Easy to overlook, however, is the one area in which Jindal did score major victories—BESE.
Education is at the top of Jindal’s to-do list and to that end he contributed $5,000 each to five favored BESE candidates (The legislative candidates he backed got only $2,500 each). Three of those won, another lost, and the fifth, District 6 incumbent Chas Roemer, is in a surprise runoff with Democrat Donald Songy.
Jindal was successful in BESE District 5 where Jay Guillot of Ruston unseated incumbent Keith Guice of Monroe, thanks in part to an influx of Jindal cash and a vicious attack campaign by Guillot. Guillot, it should be noted is a principal in the Ruston engineering firm Hunt Guillot & Assoc. (HGA) that has contracts with the state totaling nearly $17 million. The firm, along with partner Trott Hunt, was a major contributor to Jindal’s campaign.
Guillot has said he will seek a ruling from the State Board of Ethics on whether or not he can serve on BESE and contract with the state. He had ample opportunity to seek such an opinion in the months leading up to the election, but did not avail himself of that opportunity.
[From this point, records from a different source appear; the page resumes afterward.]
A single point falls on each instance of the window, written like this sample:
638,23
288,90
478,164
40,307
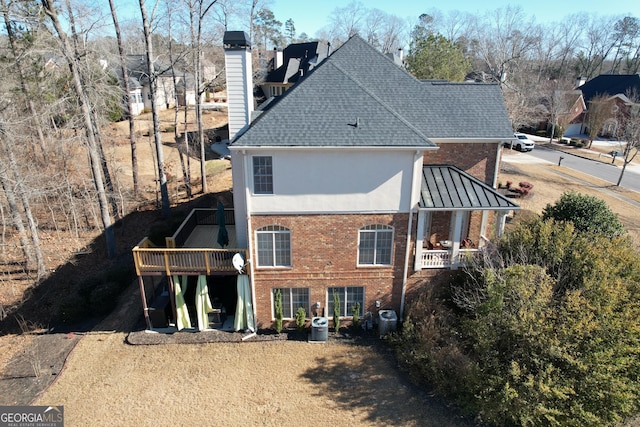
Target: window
274,246
262,175
349,295
292,299
375,243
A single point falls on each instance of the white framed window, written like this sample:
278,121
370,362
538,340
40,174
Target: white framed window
274,246
349,296
375,243
292,300
262,175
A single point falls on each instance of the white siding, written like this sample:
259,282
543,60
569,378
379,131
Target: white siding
334,182
239,89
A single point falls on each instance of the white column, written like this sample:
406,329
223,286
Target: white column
502,217
456,237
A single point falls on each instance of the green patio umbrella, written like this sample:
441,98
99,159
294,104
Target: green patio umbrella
223,235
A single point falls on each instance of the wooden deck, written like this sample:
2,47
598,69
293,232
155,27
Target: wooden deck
192,250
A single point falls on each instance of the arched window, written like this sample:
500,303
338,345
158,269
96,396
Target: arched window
274,246
375,243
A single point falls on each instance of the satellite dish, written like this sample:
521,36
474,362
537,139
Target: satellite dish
238,262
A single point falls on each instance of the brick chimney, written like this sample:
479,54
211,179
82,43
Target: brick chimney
237,57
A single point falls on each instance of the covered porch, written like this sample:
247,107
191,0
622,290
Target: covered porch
197,281
455,211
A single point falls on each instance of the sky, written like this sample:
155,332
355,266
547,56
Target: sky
310,16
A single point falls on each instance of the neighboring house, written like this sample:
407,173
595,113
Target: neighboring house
360,181
623,91
291,65
570,111
166,96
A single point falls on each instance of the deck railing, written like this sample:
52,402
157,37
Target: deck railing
198,216
444,258
183,260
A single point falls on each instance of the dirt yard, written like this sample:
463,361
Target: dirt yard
106,381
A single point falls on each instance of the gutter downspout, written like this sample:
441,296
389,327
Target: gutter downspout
247,196
418,154
485,214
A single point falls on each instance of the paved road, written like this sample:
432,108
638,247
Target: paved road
605,171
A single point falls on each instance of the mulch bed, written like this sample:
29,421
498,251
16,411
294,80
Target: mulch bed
31,371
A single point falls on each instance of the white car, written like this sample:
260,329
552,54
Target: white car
522,142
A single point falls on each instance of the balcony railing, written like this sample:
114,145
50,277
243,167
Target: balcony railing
170,261
177,259
445,259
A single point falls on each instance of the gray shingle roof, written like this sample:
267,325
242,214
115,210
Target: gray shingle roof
358,84
446,187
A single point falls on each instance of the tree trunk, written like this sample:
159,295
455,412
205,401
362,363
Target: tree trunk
186,175
153,89
9,191
127,98
90,130
21,76
26,207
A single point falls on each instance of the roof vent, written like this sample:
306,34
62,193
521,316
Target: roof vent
236,40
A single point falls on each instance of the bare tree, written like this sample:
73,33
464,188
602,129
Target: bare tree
153,90
127,99
18,59
596,48
198,10
92,131
504,41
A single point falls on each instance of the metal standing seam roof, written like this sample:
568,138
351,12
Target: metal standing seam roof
445,187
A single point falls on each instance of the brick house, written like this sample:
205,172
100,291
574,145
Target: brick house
364,181
359,181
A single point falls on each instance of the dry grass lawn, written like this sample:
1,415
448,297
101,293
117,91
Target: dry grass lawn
276,383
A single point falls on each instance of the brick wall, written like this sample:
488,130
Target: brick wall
324,254
477,159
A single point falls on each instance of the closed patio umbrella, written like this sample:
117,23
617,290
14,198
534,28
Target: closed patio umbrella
223,235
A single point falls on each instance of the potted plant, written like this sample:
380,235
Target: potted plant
355,323
336,311
278,310
301,318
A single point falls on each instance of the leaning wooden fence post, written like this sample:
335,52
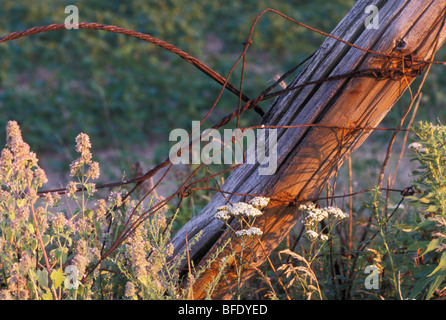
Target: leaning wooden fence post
408,32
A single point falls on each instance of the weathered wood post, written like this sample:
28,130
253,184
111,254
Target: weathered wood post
308,156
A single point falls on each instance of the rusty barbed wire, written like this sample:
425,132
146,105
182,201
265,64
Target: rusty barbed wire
411,67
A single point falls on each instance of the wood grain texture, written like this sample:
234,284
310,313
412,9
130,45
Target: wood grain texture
309,156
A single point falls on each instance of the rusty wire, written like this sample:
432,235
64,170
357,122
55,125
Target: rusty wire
411,68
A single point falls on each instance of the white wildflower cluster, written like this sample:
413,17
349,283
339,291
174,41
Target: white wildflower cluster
242,209
245,212
251,232
313,216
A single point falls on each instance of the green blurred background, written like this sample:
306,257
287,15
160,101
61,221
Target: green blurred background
124,92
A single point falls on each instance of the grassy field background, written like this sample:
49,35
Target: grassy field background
128,94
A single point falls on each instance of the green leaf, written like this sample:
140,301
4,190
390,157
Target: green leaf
431,209
47,295
30,227
42,278
21,202
436,282
58,277
441,265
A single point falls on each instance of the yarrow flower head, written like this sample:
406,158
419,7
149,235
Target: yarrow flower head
259,202
242,209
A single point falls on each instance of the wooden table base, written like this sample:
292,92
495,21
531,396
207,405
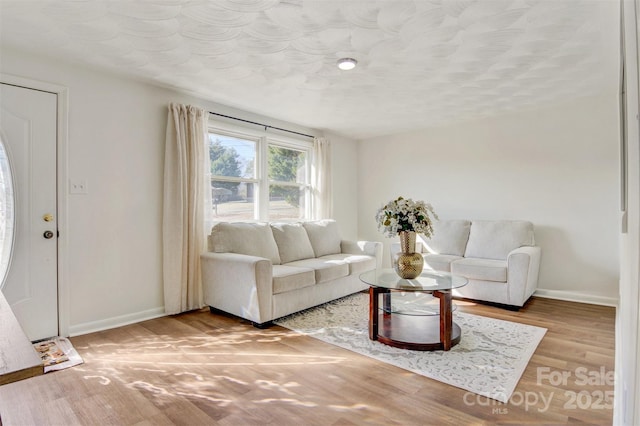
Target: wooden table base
415,332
Roemer has his own ethics issues because of his repeated votes on matters involving charter schools. His sister, Caroline Roemer Shirley, is executive director of the Louisiana Association of Public Charter Schools. She has already been directed by the ethics board not to participate in discussions of charter school matters coming before BESE because of her relationship with Chas Roemer. That, however, has not deterred him from voting on those same matters.
Republican Jim Garvey of Metairie, a Jindal endorsement, won the District 1 BESE seat as did another Jindal endorsement, Holly Boffy, a Republican from Youngsville, who easily won in District 7.
Ironically, Glenny Lee C. Buquet, the only Democrat whom Jindal backed financially for a BESE seat, lost to Republican Lottie Polozola Beebe.
If Roemer wins his runoff with Songy, Jindal will be all but unstoppable in his efforts to establish a statewide system of for-profit charter schools that will in all probability have selective enrollment of only the best and brightest students while at the same time providing a financial windfall for the charter operators.



Please understand that all charter schools are not “for profit.” Delhi Charter School is a non-profit Type 2 charter that has open admissions. In fact, the school has a very active minority recruitment program that has been very successful. Finally, the suggestion that charters are all about the very best and brightest students is also not representative of all charters. Our school’s special needs students total approximately 12% of the total student population.
How do you like teaching in a charter school?
Can someone explain charter schools to me?
Don’t all of Bobby Jindal’s proposals have to get through the legislature? VAM, OGB sale, TRSL changes, privatization. It’s time to contact my legislators again.